4.27               Article 22 obliges Parties to treat information obtained under the Convention as secret and protected in the same manner as information obtained under its domestic laws.  Such information may only be disclosed to persons involved in tax administration or enforcement, including courts and administrative or supervisory bodies.  Parties may, however, agree that information may be disclosed to other law enforcement agencies in appropriate circumstances.[26]

Implementation

4.28               No new legislation is required to implement the obligations that will be imposed on Australia by the proposed treaty action.  Australia is able to fulfil its obligations under the Convention under existing legislation, specifically, section 23 of the International Tax Agreements Act 1953 in respect of exchange of tax information.  Similarly, Division 263 of Schedule 1 to the Taxation Administration Act 1953 applies to any agreement in force between Australia and a foreign country that contains an article relating to assistance in collection of foreign tax debts.[27]

4.29               No action is required by the States or Territories.  There will be no change to the existing roles of the Commonwealth, or the States and Territories, in tax matters as a consequence of implementing the Convention.[28]

Relationship with TIEAs

4.30               As part of its efforts to combat tax evasion and encourage international transparency on taxation issues, Australia has signed thirty-three tax information exchange agreements (TIEAs).[29]

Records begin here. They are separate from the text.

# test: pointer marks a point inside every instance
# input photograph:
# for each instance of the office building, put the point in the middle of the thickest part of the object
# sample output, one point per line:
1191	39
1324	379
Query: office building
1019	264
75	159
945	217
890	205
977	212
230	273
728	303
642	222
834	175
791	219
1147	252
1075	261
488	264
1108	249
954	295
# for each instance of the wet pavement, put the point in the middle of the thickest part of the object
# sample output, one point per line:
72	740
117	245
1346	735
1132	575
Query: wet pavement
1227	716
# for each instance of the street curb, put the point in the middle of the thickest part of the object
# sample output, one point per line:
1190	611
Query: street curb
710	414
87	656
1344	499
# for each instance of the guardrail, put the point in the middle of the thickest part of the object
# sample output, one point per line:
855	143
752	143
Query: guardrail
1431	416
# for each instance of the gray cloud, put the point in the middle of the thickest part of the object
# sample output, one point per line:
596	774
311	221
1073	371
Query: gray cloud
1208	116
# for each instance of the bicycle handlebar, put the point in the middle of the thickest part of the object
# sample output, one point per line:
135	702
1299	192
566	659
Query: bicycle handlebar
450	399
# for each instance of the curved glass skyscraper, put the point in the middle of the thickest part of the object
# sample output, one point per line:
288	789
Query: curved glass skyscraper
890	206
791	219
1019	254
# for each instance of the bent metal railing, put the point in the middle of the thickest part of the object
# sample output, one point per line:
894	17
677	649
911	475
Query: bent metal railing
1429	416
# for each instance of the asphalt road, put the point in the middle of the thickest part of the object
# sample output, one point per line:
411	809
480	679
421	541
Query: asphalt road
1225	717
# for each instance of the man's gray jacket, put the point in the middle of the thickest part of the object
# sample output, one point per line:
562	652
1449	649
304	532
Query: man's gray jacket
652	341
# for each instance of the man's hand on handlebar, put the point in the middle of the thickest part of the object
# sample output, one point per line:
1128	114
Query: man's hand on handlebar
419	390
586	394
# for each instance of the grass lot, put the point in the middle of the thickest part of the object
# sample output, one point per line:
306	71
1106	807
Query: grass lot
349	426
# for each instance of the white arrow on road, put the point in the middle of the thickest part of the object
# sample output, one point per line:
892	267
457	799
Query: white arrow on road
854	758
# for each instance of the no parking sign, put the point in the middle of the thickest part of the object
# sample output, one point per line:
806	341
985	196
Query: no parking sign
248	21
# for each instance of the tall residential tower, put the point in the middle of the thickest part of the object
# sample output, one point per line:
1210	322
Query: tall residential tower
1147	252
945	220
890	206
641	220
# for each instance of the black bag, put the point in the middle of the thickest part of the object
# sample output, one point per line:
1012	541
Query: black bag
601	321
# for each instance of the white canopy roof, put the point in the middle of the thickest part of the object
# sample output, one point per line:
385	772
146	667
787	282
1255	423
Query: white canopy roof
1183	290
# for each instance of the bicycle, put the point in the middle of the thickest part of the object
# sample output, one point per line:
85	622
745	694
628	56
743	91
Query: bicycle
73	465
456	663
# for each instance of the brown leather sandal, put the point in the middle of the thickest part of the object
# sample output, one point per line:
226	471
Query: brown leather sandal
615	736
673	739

4.31               Although this Convention is open to all countries to sign,[30] most of the countries who have signed the TIEAs are not party to this Convention.[31]  However, the exchange-of-information standards in both the TIEAs and the Convention are very similar.  In practical terms, it makes very little difference which agreement is utilised.  Both are used and they can operate in parallel.[32]

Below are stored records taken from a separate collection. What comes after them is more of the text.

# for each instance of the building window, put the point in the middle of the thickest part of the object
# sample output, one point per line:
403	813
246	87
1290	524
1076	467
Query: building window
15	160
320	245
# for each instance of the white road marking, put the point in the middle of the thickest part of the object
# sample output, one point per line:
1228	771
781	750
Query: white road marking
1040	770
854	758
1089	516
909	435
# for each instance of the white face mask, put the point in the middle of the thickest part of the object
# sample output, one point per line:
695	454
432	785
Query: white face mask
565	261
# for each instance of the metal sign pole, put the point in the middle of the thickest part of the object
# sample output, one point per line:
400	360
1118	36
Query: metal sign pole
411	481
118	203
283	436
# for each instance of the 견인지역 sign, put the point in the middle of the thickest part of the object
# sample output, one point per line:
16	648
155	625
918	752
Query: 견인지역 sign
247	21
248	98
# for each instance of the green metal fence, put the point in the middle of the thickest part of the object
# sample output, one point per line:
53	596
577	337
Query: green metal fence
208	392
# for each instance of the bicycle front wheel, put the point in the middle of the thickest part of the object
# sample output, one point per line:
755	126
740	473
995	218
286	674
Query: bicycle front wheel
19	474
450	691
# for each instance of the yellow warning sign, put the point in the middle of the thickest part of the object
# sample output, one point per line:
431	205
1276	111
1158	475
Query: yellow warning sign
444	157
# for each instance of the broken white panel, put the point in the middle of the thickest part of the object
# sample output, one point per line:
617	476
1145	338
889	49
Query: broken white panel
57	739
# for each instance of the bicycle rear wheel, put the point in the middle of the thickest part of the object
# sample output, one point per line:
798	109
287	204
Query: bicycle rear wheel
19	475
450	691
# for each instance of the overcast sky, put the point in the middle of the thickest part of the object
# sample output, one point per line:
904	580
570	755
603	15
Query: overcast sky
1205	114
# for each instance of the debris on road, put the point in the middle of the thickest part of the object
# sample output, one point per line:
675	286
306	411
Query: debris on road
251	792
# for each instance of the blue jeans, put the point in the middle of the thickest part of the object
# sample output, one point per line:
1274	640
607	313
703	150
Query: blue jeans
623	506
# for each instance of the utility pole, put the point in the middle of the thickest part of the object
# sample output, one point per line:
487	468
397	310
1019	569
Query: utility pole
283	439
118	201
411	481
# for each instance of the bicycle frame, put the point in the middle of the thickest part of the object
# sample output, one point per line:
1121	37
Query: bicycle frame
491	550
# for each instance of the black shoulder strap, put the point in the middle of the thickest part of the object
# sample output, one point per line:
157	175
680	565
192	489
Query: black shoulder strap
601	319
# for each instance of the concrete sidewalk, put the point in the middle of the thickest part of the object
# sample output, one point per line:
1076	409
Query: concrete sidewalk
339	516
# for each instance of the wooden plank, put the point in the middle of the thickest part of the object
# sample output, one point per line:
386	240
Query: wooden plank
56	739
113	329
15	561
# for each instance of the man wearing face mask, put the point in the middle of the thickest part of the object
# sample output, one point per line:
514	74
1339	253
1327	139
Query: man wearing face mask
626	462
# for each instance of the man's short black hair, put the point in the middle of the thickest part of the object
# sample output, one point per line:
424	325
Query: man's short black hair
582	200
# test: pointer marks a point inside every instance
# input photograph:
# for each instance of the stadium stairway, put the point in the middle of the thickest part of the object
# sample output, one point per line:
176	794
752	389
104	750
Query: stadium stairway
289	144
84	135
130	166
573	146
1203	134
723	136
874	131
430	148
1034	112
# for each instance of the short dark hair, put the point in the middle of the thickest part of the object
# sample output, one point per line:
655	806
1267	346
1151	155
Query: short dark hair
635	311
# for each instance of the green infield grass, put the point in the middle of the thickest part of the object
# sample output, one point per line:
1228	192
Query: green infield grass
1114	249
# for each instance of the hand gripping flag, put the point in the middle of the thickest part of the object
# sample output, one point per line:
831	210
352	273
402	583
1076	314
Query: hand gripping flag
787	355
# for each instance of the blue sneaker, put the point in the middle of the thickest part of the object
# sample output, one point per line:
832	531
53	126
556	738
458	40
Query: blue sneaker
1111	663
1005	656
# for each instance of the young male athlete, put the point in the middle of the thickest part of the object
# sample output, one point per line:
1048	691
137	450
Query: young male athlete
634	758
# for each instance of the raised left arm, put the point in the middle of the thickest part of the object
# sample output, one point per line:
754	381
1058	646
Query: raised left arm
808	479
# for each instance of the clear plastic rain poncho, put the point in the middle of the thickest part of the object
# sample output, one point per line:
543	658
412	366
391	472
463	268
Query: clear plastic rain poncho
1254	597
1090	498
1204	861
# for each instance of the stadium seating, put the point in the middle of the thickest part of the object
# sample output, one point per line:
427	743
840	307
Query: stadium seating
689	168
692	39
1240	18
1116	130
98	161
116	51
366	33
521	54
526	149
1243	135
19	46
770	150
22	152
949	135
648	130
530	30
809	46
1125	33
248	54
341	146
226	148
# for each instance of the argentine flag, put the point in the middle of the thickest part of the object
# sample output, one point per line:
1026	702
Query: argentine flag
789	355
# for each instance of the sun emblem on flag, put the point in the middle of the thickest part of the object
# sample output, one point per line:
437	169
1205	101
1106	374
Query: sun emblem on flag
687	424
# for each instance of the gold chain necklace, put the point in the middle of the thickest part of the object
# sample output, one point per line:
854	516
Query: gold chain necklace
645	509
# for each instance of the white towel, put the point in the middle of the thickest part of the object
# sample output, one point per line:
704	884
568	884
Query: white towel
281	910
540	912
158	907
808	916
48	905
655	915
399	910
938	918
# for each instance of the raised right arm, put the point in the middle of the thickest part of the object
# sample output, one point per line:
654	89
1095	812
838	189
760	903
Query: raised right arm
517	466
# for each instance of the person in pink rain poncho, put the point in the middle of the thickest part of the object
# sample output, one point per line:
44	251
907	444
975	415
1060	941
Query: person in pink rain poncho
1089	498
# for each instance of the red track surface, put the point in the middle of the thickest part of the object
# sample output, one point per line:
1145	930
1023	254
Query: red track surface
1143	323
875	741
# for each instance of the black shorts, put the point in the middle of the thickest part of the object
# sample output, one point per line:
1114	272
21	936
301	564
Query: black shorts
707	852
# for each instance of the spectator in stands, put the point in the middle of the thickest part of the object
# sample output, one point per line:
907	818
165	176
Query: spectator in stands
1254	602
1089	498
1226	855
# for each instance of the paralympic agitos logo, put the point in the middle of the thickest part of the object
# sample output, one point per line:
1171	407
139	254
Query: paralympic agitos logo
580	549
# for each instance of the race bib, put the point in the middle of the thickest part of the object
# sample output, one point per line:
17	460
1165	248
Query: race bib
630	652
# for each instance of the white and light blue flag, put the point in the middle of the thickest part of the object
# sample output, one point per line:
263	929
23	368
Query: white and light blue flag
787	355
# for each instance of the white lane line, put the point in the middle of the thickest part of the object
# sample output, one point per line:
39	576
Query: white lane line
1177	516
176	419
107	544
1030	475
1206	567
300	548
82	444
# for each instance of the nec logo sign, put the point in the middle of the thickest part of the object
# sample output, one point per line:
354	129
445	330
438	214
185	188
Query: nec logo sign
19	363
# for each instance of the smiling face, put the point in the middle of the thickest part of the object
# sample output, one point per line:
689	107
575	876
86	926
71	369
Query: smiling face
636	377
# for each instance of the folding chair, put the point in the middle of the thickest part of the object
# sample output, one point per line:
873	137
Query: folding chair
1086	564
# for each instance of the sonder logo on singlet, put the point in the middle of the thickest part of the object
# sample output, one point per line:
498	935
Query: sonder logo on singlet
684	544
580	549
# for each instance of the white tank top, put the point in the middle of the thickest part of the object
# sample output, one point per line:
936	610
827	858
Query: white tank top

4.32               Along with the TIEAs, this Convention represents an additional legal basis for exchanging taxpayer information and for providing other forms of assistance.  The most suitable is chosen depending on the circumstances.[33]

Costs

4.33               As the Convention is intended to reduce international fiscal evasion by Australian taxpayers, the proposal is expected to increase taxpayer compliance and therefore tax revenue.[34]

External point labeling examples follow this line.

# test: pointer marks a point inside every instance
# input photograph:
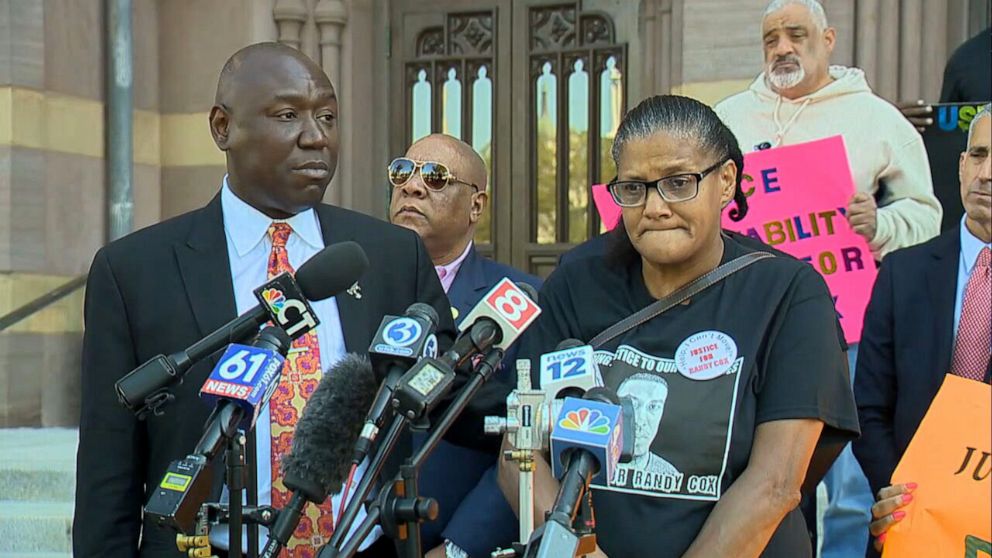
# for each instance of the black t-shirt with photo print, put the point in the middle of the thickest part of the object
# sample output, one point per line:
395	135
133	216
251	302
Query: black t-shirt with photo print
760	346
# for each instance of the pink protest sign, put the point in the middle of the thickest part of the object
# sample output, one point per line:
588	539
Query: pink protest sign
797	198
609	211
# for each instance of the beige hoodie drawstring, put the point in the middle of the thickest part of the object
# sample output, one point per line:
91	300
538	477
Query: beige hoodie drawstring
780	134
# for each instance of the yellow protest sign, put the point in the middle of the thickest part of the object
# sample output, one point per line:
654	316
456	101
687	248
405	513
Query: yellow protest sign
950	458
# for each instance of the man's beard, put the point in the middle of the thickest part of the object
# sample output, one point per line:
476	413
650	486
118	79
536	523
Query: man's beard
782	80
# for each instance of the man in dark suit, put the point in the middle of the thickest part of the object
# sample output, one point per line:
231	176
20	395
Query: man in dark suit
929	314
439	191
163	288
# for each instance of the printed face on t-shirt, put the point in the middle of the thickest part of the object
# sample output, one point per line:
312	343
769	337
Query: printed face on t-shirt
648	395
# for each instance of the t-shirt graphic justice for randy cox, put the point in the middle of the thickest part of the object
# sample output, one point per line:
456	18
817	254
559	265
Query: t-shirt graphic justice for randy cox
667	394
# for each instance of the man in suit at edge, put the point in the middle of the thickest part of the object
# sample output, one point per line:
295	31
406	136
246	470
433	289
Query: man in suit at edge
161	289
440	191
930	314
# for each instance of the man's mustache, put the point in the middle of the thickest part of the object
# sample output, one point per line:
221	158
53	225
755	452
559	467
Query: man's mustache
788	59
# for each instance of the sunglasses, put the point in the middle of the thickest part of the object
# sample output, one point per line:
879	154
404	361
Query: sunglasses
434	175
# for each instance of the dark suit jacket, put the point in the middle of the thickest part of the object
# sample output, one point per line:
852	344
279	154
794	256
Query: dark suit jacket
158	291
473	512
906	349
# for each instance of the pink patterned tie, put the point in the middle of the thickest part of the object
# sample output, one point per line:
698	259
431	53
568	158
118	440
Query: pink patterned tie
971	351
300	376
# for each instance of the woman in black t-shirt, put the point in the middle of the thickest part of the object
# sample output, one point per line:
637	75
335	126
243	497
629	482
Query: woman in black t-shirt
733	389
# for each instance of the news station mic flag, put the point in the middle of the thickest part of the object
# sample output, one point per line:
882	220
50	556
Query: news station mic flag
282	300
238	387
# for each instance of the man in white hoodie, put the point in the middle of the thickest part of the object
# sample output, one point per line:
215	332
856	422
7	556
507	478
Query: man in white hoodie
800	98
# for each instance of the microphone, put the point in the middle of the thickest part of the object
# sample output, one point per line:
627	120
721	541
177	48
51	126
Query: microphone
240	385
497	320
588	437
493	324
508	305
396	346
246	375
325	436
282	300
570	370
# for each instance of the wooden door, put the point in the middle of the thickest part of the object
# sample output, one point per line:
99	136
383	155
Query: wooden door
538	88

4.34               There would be a small, unquantifiable cost in dealing with incoming requests for assistance from other countries.  However, these costs are expected to be minimal and will continue to be managed within existing agency resources.[35]

4.35               Article 26 of the Convention sets out that, unless otherwise agreed bilaterally by the Parties concerned, ordinary costs incurred in providing assistance will be borne by the requested Party.  Extraordinary costs incurred in providing assistance will be borne by the applicant Party.[36]  There are no other foreseeable financial costs to Australia for compliance with the proposed treaty action.[37]

Conclusion

4.36               The Committee agrees that the Convention will complement Australia’s network of comprehensive tax treaties and TIEAs by providing an additional tool for detecting and preventing tax evasion as well as recovering outstanding tax debts.

4.37               The Committee supports agreements such as this one as it helps Australia protect its revenue base by providing a legal framework through which the Australian authorities can seek such administrative assistance from the revenue authorities of other countries.  Improving the integrity of the tax system by discouraging tax avoidance by individuals and other entities is a desirable goal and the Committee supports binding action on this agreement.

 

 

Recommendation 3

  The Committee supports the Convention on Mutual Administrative Assistance in Tax Matters, done at Strasbourg on 25 January 1988 (Text amended by the provisions of the Protocol amending the Convention on Mutual Administrative Assistance in Tax Matters, which entered into force on 1 June 2011) and recommends that binding treaty action be taken.